On passe devant ou derrière sans prêter attention. Et pourtant on ne le remarque pas vraiment. Il est entré dans le paysage urbain des Hauts d'Auxerre. Banalisé. Démonétisé. Abandonné. Par le Crédit Agricole de l'Yonne. La banque verte qui en ces lieux fit le krach bancaire le plus gros de l'hexagone, avant celui du Lyonnais : 1 milliard et demi volatilisés. Le système de solidarité inter-caisses régionales permit d'éviter la liquidation.

C'était au début des années 90 du temps où Henri Nallet était député maire de Tonnerre et où Patrice Bourbier était à la barre. Le directeur général de la Caisse du Crédit agricole de l'Yonne jusqu'en 1993, a investi dans la banque-industrie et la promotion immobilière en France et en Espagne.
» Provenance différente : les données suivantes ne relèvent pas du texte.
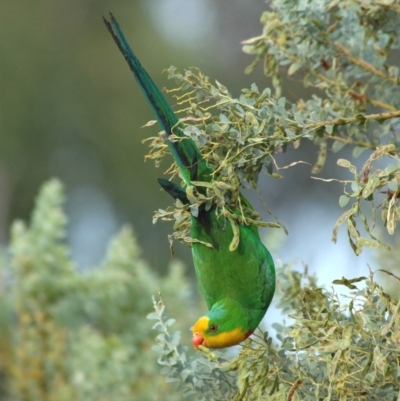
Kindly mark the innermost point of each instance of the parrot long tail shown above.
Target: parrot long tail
(185, 152)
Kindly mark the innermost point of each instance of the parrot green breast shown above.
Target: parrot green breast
(246, 275)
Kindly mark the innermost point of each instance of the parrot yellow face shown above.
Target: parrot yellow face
(210, 334)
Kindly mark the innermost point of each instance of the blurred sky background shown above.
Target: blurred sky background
(70, 108)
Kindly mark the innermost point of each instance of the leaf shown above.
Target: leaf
(346, 164)
(295, 67)
(349, 282)
(344, 200)
(342, 219)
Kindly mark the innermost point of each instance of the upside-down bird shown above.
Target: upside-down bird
(237, 282)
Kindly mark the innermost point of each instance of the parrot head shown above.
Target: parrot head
(225, 325)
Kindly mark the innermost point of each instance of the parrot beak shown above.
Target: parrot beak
(197, 340)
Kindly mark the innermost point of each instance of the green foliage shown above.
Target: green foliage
(333, 349)
(68, 335)
(342, 50)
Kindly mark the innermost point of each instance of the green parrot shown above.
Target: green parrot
(237, 282)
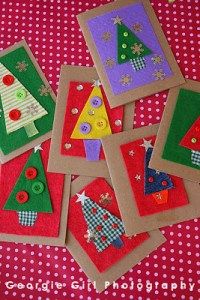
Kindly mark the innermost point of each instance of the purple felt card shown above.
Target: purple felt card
(126, 76)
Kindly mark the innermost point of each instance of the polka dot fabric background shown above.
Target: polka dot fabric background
(52, 32)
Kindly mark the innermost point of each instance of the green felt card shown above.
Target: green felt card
(32, 81)
(187, 110)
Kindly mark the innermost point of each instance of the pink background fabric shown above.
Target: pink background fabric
(51, 30)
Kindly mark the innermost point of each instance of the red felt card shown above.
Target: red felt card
(47, 224)
(134, 158)
(75, 103)
(78, 227)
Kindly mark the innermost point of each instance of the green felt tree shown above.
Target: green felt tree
(30, 194)
(131, 48)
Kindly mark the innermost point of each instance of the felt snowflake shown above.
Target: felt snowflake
(32, 109)
(126, 79)
(105, 199)
(110, 62)
(159, 74)
(90, 235)
(157, 59)
(106, 36)
(137, 27)
(117, 20)
(44, 90)
(137, 49)
(21, 66)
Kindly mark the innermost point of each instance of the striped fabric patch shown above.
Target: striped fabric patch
(10, 102)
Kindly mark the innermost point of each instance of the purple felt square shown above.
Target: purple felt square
(104, 33)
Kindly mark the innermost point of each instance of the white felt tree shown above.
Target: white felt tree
(20, 108)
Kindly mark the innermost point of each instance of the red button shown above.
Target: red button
(164, 183)
(31, 173)
(22, 197)
(150, 179)
(8, 80)
(15, 114)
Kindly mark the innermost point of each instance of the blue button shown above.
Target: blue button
(85, 128)
(96, 102)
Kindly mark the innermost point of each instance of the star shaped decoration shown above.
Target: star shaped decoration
(131, 153)
(90, 235)
(106, 36)
(38, 148)
(138, 177)
(110, 62)
(146, 144)
(96, 83)
(137, 49)
(137, 27)
(159, 74)
(126, 79)
(117, 20)
(157, 59)
(82, 197)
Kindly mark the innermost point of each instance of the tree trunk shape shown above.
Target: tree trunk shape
(92, 149)
(31, 130)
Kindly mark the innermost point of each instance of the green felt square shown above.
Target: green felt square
(187, 110)
(32, 82)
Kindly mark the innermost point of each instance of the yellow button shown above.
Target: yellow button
(100, 123)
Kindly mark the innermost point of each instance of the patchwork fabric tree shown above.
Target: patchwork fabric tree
(130, 47)
(156, 183)
(20, 108)
(30, 195)
(191, 141)
(104, 229)
(92, 124)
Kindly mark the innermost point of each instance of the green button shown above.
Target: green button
(37, 187)
(21, 94)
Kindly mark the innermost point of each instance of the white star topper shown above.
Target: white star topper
(146, 144)
(82, 198)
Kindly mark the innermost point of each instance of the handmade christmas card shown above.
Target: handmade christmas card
(83, 116)
(177, 149)
(26, 102)
(129, 49)
(148, 198)
(31, 198)
(96, 236)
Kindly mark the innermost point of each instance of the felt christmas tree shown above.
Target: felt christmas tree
(92, 124)
(30, 194)
(104, 229)
(191, 141)
(155, 183)
(20, 108)
(130, 47)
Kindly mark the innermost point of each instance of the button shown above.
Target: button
(193, 140)
(15, 114)
(100, 123)
(8, 80)
(21, 94)
(96, 102)
(164, 183)
(22, 197)
(85, 128)
(150, 179)
(124, 46)
(31, 173)
(37, 187)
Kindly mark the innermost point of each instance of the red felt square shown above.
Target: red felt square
(47, 224)
(134, 158)
(76, 100)
(78, 227)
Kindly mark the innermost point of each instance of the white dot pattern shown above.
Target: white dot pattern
(51, 30)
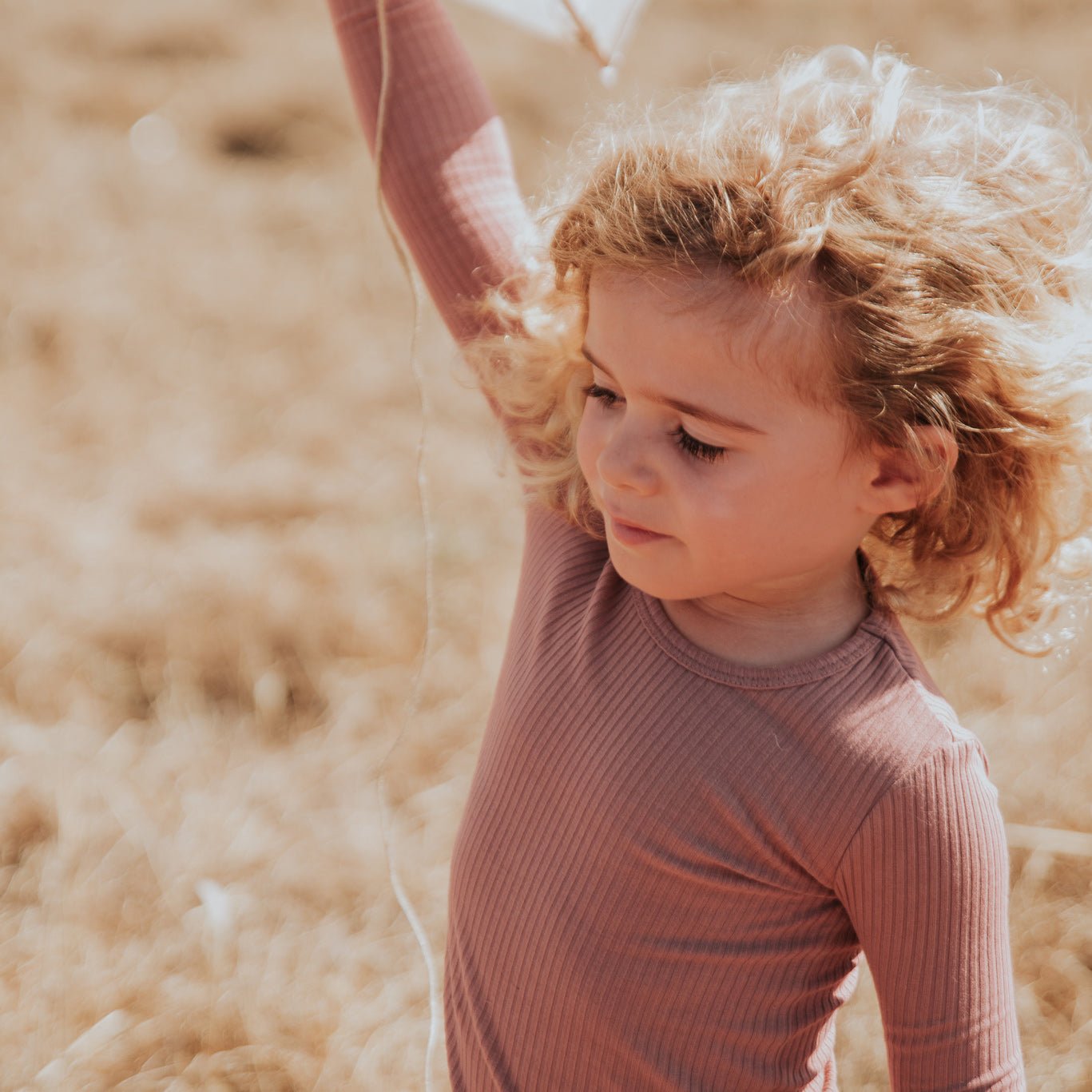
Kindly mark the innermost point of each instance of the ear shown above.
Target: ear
(903, 478)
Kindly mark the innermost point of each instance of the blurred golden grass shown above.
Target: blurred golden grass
(212, 554)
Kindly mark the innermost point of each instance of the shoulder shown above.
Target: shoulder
(895, 746)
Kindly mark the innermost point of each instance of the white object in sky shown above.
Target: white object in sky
(602, 26)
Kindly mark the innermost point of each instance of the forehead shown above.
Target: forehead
(711, 319)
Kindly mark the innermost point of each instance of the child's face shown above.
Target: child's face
(764, 505)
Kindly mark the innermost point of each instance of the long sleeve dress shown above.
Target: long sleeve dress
(669, 865)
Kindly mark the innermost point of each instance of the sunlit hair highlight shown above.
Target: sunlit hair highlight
(948, 236)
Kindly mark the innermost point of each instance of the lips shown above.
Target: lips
(631, 534)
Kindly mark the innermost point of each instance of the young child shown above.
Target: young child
(804, 355)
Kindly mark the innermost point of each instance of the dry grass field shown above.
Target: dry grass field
(211, 566)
Un maître et un fin stratège, jamais condamné qui a  fait gagner de l'argent au territoire et à des industriels dont un Jovinien qui prit possession du premier groupe mondial de marquage des bêtes, le Néo-Zélandais All Flex grâce à une offre publique d'achat inconditionnelle. À un moment, l'équilibre entre bonnes et mauvaises affaires, s'est rompu et ce fut la fuite en avant dans le gouffre financier au nez et à la barbe des administrateurs paysans de l'Yonne. Qui ne pouvaient  comprendre goutte aux comptes éparpillés entre maison mère et filiales multiples.

Gouffre ? À l'image de l'édifice qui abritait le siège social de la banque verte de l'Yonne. Construit en 1970. Un bâtiment futuriste conçu par le cabinet parisien Andrault et Parat dont Roland Jehl, architecte à Auxerre (il roule aujourd'hui à vélo en ville) était collaborateur et chargé, entre 1968  et 1970 d'en réaliser l'exécution.
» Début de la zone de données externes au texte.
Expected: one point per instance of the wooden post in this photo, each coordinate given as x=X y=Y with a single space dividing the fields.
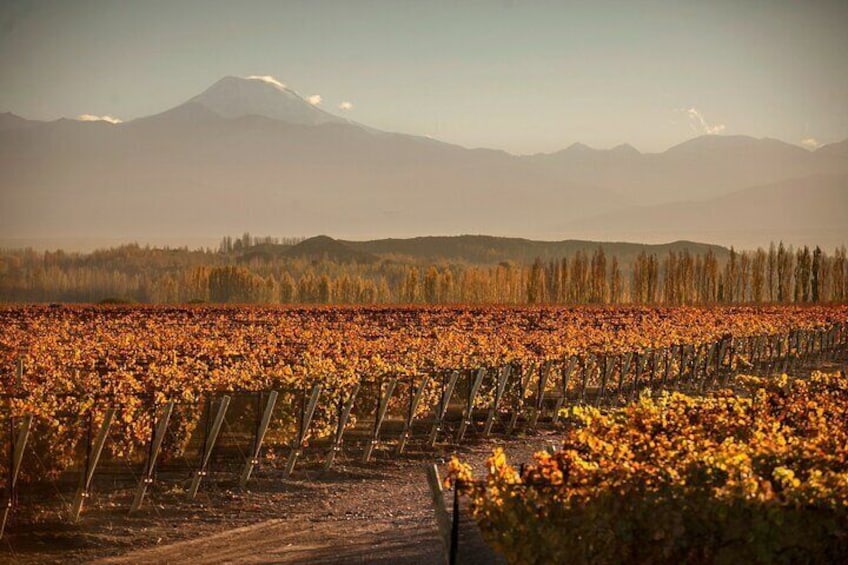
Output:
x=540 y=397
x=442 y=408
x=155 y=447
x=209 y=445
x=303 y=430
x=414 y=401
x=502 y=377
x=637 y=371
x=566 y=374
x=344 y=416
x=443 y=520
x=259 y=437
x=92 y=458
x=518 y=408
x=468 y=412
x=382 y=408
x=606 y=372
x=585 y=361
x=16 y=452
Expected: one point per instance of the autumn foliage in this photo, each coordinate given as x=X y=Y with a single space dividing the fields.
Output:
x=758 y=474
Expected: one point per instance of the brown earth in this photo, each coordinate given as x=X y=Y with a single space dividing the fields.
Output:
x=379 y=512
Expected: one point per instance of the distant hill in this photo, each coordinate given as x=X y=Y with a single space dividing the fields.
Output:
x=469 y=249
x=326 y=248
x=482 y=249
x=809 y=210
x=252 y=154
x=701 y=168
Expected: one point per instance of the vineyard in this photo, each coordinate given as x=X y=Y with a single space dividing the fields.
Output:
x=154 y=385
x=760 y=477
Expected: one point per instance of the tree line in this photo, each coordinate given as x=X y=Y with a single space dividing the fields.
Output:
x=132 y=273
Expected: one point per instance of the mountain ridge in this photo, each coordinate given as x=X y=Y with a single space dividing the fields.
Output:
x=188 y=168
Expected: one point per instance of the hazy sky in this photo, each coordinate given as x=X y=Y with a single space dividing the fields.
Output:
x=518 y=75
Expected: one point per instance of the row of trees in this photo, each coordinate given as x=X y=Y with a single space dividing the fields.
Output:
x=779 y=274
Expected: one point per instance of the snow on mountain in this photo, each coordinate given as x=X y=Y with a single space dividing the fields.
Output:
x=234 y=97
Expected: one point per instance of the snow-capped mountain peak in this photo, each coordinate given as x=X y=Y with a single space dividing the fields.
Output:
x=234 y=97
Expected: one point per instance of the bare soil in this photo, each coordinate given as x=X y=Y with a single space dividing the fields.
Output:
x=380 y=512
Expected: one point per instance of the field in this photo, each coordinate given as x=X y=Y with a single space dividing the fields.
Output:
x=175 y=392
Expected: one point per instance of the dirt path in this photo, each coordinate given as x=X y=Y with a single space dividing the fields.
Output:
x=375 y=513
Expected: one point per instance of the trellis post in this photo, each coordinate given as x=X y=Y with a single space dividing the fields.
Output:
x=92 y=457
x=306 y=413
x=155 y=448
x=344 y=414
x=259 y=437
x=380 y=415
x=414 y=401
x=209 y=445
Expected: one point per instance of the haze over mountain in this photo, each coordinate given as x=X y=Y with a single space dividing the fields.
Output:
x=251 y=154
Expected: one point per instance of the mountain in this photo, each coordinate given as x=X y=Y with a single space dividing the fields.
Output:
x=191 y=171
x=233 y=97
x=253 y=154
x=809 y=210
x=704 y=167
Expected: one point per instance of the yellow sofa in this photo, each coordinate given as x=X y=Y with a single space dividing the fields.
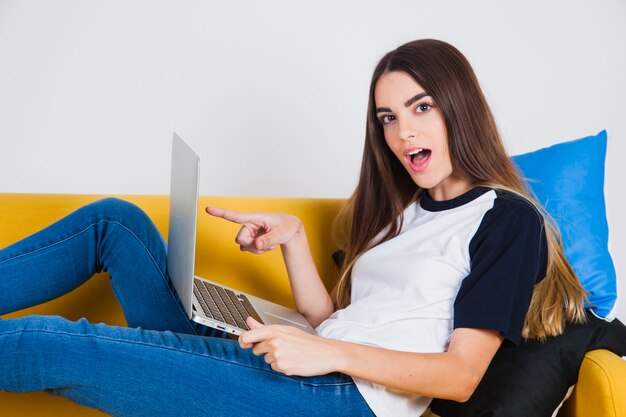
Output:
x=601 y=390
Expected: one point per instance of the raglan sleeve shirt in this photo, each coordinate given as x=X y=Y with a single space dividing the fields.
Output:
x=508 y=256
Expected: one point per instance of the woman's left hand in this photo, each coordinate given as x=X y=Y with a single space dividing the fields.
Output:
x=290 y=350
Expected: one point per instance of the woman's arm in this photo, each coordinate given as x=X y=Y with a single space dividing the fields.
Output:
x=261 y=232
x=453 y=375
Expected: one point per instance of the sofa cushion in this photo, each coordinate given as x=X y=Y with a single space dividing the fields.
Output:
x=533 y=378
x=568 y=180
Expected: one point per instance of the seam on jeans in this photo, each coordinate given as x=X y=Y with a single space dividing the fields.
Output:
x=92 y=224
x=129 y=342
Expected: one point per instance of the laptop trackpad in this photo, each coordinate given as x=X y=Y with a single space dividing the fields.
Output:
x=271 y=318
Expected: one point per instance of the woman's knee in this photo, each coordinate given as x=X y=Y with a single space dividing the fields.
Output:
x=116 y=209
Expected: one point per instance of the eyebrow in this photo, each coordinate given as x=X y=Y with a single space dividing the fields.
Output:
x=406 y=103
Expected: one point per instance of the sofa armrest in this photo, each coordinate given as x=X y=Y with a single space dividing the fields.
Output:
x=601 y=387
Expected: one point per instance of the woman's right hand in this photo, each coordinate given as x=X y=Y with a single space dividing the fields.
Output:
x=260 y=232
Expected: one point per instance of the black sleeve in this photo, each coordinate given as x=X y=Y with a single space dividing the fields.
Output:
x=508 y=255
Gouffre pourquoi ? En 1970 il n'y avait aucune isolation de prévue dans les plans. C'était avant le premier choc pétrolier. Gouffre financier en termes d'énergie. Roland Jehl soi-même, l'architecte constructeur, a qualifié l'édifice construit entre 1968 et 1970 d'épave thermique dont le prix de vente devrait être de l'ordre de l'euro symbolique.
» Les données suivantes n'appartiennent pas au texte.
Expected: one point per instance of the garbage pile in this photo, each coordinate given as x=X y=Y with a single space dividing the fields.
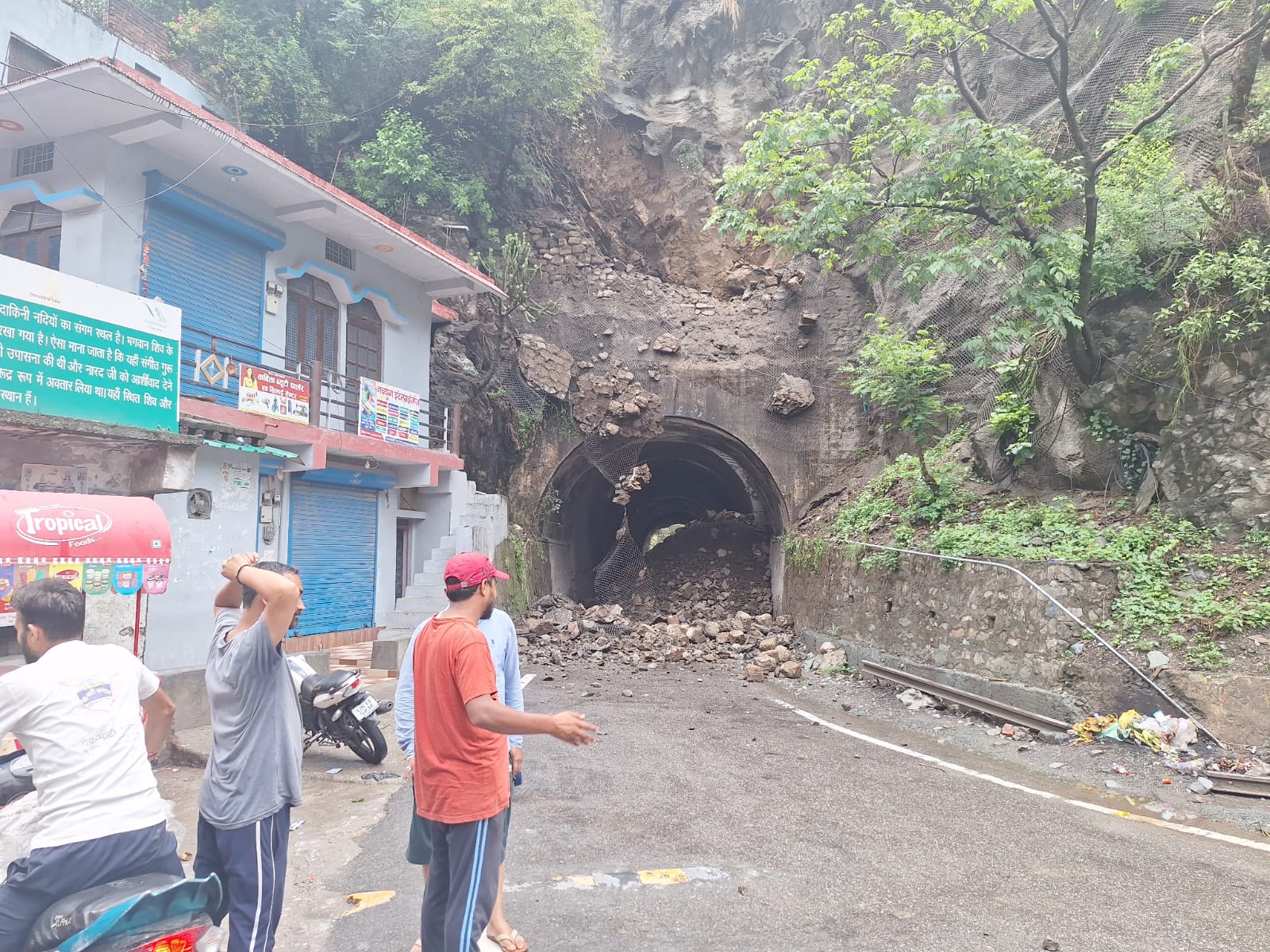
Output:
x=556 y=630
x=1161 y=733
x=1172 y=738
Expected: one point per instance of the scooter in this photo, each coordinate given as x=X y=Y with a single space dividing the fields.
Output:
x=152 y=913
x=336 y=711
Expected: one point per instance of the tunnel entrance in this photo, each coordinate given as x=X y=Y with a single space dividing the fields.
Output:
x=600 y=550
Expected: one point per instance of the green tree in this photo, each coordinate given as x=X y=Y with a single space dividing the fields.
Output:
x=474 y=80
x=933 y=183
x=502 y=67
x=510 y=262
x=403 y=168
x=903 y=376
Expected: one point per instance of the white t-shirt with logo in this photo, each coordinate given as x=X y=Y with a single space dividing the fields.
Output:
x=76 y=714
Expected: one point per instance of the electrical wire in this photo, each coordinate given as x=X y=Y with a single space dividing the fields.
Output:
x=6 y=88
x=139 y=201
x=1064 y=608
x=71 y=167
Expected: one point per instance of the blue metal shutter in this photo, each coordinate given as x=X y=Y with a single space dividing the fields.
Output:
x=217 y=282
x=334 y=541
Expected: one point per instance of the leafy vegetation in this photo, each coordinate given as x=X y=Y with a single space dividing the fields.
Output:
x=1221 y=300
x=473 y=86
x=1013 y=419
x=929 y=183
x=903 y=374
x=1179 y=587
x=403 y=168
x=660 y=536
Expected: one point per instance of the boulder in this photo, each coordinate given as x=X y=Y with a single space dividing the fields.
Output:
x=793 y=397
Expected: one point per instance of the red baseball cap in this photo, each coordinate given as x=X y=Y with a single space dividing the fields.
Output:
x=471 y=569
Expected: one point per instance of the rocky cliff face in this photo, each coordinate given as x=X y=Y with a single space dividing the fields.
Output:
x=660 y=317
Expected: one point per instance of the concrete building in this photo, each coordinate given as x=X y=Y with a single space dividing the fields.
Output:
x=37 y=36
x=305 y=338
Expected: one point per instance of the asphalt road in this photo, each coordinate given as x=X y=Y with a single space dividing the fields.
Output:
x=816 y=841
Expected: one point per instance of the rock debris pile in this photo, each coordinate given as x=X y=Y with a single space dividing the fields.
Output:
x=706 y=600
x=558 y=630
x=709 y=569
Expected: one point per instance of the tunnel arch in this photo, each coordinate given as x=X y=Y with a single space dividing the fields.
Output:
x=696 y=467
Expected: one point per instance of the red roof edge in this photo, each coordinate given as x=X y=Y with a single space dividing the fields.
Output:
x=201 y=114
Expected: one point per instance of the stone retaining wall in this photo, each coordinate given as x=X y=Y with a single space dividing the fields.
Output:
x=977 y=620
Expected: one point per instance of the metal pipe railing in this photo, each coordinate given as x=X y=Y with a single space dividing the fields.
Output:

Le Crédit Agricole a réussi à céder la-dite épave au département de l'Yonne alors présidé par Henri de Raincourt en 2007 où la promesse de vente fut signée. Avec comme argument un gros chantage : si vous n'achetez pas, on s'en va dans l'Aube où on fusionne avec la caisse régionale champenoise. Dijon ne voulait pas d'Auxerre encore marquée par les remugles du krach. Le président du département réussit à négocier et le Crédit Agricole a construit ... en face un édifice du même type mais beaucoup plus petit, moins artistique et comprenant plusieurs entrées. Au 89, une seule entrée dans ce temple.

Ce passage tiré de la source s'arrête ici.